Yine bir gün Antalya'dan dönüyorum. Sabiha Gökçen'de indim Kadıköy'e gitmek için E-10'a bindim. Yanıma genç bir abi oturdu. Üzerinde Ayjet logolu bir ceket ve pilot olduğunu hissettirir bir havası vardı. Bir şekilde girdim muhabbete durumumu anlattım. Okuduğum bölümden pilot olmak istediğimden filan bahsettim. Sağolsun yol boyu 45-50dk anlattı hatta sonradan sormak istediğim bir şey veya yardıma ihtiyacım olursa diye mail adresini vermişti ama kaybettim maalesef.
Mahallenin arka caddelerinde gezerken tamirci ikinci el bilgisayar parçaları filan satan bir dükkanda throttle joysticki buldum ve pazarlıkla uygun fiyata ikinci el bir joystick aldım Flight Simulator için. Daha sonra makine mühendisliğinden mezun olduktan sonra pilot olmanın daha rahat ve kolay olduğunu öğrenince bir hevesle Saitek marka simülasyon panelleri satın aldım. Biriktirdiğim harçlığımdan ciddi rakamlar ayırarak veya taksitle rudder pedal, switch panel, radio panel ve multi panel alarak öğrenci evime minik bir uçuş simülasyon paketi kurdum. Ama o sıralar yoğun geçen derslerim ve sınavlarım yüzünden sadece 1-2 kez kullanıp geri kalan zamanda kutusunda sakladığım için satmaya karar verdim. O dönemler Saitek firmasının Türkiye'den çekilmesiyle birlikte elimdeki tüm panelleri hemen hemen aldığım fiyata sahibinden.com da satarak yatırmış olduğum parayı geri çıkardım neyse ki.
Yazımın sonlarına yaklaşırken benim bu sevdamı bilip minik bir uçak maketi hediye eden arkadaşıma teşekkürü bir borç bilirim. Bir de kendimin Beşiktaş pazarındaki antikacı bit pazarı gibi bir tezgahı olan abiden aldığım minik uçak rozeti var. Bana şans getirdiğine inanıyorum ve genellikle gömlek giydiğim zamanlar takıyorum. Bu sevda uğruna bir keresinde de İstanbul'dan kalkıp trenle hafta sonu 2 gün süren Eskişehir Osmangazi Üniversitesi Hezarfen Havacılık Kulübünün düzenlediği TAI, TEI, Aselsan, Alp Havacılık gibi firmalardan konuşmacıların sunum yaptığı seminerlere katıldım ve onların sayesinde Vecihi Hürkuş'u öğrendim. Türk havacılık tarihinde çok önemli bir kişi araştırıp okumanızı şiddetle tavsiye ederim.

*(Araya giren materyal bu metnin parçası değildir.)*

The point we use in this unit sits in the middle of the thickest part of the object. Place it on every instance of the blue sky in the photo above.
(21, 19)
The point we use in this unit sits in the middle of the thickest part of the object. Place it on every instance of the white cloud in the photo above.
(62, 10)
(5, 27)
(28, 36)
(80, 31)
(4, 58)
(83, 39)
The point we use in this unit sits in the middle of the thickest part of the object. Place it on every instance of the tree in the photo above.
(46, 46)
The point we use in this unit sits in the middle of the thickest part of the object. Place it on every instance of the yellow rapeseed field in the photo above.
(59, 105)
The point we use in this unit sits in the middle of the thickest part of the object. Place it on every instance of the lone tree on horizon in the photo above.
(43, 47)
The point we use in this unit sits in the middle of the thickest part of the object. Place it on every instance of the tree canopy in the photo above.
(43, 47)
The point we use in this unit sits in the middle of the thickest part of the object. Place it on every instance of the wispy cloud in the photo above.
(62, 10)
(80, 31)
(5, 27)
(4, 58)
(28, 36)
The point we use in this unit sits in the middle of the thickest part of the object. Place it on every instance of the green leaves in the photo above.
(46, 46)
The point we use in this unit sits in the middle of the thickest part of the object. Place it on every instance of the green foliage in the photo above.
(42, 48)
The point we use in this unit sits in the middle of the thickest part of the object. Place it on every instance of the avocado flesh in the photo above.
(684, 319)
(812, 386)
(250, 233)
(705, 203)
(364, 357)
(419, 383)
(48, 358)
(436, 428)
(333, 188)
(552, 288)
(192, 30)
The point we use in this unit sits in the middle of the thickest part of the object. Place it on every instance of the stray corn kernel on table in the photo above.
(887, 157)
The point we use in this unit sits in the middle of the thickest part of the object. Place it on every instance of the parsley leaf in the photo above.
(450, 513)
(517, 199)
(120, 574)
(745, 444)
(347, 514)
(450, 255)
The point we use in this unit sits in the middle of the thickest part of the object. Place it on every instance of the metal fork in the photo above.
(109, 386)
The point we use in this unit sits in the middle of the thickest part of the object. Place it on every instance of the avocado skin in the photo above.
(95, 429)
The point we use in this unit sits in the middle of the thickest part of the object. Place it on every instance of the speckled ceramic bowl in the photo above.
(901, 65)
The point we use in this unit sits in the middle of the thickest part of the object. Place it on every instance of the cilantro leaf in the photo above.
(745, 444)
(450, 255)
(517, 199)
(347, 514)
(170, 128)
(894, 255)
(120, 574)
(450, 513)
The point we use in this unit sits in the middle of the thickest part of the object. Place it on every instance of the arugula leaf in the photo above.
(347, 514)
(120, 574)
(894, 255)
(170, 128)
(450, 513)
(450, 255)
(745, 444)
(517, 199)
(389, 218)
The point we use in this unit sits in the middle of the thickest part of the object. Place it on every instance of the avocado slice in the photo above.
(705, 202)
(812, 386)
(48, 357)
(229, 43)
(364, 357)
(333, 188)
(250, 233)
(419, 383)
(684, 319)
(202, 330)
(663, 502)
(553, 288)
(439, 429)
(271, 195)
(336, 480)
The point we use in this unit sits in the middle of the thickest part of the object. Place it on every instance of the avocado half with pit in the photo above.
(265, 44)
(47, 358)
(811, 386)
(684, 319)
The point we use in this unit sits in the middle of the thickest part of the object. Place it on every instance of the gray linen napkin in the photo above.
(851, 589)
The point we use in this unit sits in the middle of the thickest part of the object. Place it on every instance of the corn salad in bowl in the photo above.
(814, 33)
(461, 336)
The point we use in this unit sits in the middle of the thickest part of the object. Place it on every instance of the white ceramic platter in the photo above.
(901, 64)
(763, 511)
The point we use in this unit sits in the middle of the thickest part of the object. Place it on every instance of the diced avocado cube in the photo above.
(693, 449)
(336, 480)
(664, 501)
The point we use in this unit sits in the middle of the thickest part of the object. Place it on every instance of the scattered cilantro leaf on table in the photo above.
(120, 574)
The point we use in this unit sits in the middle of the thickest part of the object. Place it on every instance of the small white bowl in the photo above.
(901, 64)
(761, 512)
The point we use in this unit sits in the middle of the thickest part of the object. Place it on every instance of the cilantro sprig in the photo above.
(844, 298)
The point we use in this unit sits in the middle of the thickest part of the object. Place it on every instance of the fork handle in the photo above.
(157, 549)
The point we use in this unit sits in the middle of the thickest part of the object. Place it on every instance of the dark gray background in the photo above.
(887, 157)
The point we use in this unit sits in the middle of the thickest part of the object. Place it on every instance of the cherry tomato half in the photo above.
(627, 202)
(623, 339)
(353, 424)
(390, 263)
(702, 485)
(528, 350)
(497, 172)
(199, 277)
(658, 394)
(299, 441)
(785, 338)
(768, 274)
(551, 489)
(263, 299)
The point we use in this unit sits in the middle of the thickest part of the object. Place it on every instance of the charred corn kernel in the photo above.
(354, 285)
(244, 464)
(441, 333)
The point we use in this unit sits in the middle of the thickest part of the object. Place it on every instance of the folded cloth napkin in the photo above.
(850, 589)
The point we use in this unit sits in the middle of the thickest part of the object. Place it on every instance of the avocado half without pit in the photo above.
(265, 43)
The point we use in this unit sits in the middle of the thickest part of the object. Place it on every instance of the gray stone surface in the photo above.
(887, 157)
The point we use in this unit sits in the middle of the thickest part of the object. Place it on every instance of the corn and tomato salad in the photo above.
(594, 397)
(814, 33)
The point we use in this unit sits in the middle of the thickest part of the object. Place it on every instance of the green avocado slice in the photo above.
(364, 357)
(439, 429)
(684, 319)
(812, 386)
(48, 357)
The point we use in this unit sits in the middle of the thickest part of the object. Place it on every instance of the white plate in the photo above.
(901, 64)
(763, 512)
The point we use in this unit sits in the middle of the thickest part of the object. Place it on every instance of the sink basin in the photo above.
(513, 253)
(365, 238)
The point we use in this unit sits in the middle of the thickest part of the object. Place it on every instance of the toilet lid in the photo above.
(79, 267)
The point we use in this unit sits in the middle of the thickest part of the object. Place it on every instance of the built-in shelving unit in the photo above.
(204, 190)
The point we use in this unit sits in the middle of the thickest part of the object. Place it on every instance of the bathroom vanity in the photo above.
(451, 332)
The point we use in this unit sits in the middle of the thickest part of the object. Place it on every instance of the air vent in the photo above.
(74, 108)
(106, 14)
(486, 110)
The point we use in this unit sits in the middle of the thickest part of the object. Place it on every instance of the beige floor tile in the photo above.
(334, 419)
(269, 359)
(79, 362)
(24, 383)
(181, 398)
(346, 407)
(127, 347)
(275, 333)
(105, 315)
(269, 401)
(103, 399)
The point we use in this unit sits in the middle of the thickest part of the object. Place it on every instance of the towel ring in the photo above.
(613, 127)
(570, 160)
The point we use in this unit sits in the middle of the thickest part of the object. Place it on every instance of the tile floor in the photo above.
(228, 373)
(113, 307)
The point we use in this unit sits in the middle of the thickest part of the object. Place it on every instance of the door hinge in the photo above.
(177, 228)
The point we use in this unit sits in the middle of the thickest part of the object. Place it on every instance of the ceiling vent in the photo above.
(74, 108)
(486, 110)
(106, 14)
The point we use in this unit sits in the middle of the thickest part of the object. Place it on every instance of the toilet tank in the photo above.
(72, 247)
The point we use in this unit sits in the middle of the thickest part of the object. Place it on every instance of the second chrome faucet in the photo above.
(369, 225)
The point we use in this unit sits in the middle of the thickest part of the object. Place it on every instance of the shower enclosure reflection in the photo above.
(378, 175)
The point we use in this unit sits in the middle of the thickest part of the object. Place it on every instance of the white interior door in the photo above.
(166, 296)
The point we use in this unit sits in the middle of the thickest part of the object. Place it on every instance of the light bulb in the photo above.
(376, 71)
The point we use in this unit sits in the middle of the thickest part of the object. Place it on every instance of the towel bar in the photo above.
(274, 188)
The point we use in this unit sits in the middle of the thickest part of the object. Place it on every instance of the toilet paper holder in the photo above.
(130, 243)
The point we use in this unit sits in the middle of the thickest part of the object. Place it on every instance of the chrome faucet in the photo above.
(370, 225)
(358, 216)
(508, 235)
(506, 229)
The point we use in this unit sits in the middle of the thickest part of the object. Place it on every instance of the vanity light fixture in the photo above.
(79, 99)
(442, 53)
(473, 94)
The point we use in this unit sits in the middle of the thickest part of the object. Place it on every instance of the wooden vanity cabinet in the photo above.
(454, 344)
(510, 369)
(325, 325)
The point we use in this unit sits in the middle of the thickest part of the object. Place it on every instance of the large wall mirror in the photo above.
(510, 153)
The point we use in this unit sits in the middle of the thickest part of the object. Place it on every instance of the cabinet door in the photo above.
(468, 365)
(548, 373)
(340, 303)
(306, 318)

Annem pilotların düzenli bir aile yaşantısı olmadığından bir orada bir burada uçup durduklarından ve ailelerine yeteri kadar zaman ayıramadıklarından dolayı beni soğutmaya çalıştı baya. İşin maddi boyutu da oldukça yüksek rakamlara ulaşıyor eğitim masrafları 90.000€ civarında.
Bir o şehirde bir bu ülkede gezmeye bayılsam da önceliklerime bakınca düzenli ve huzurlu bir aile yaşantısının daha önemli olduğunu düşünüyorum. Uç uç nereye kadar evde hanım, çoluk çocuk bekler =P İçimdeki sevda tükenmedi ama eskisi kadar kafama takmış durumda da değilim. Mühendislikteki iş hayatı ve önümüzdeki yıllardaki bakış açıma göre tekrar ciddi olarak gündemime getirebilirim. Şimdilik kader kısmet diyelim.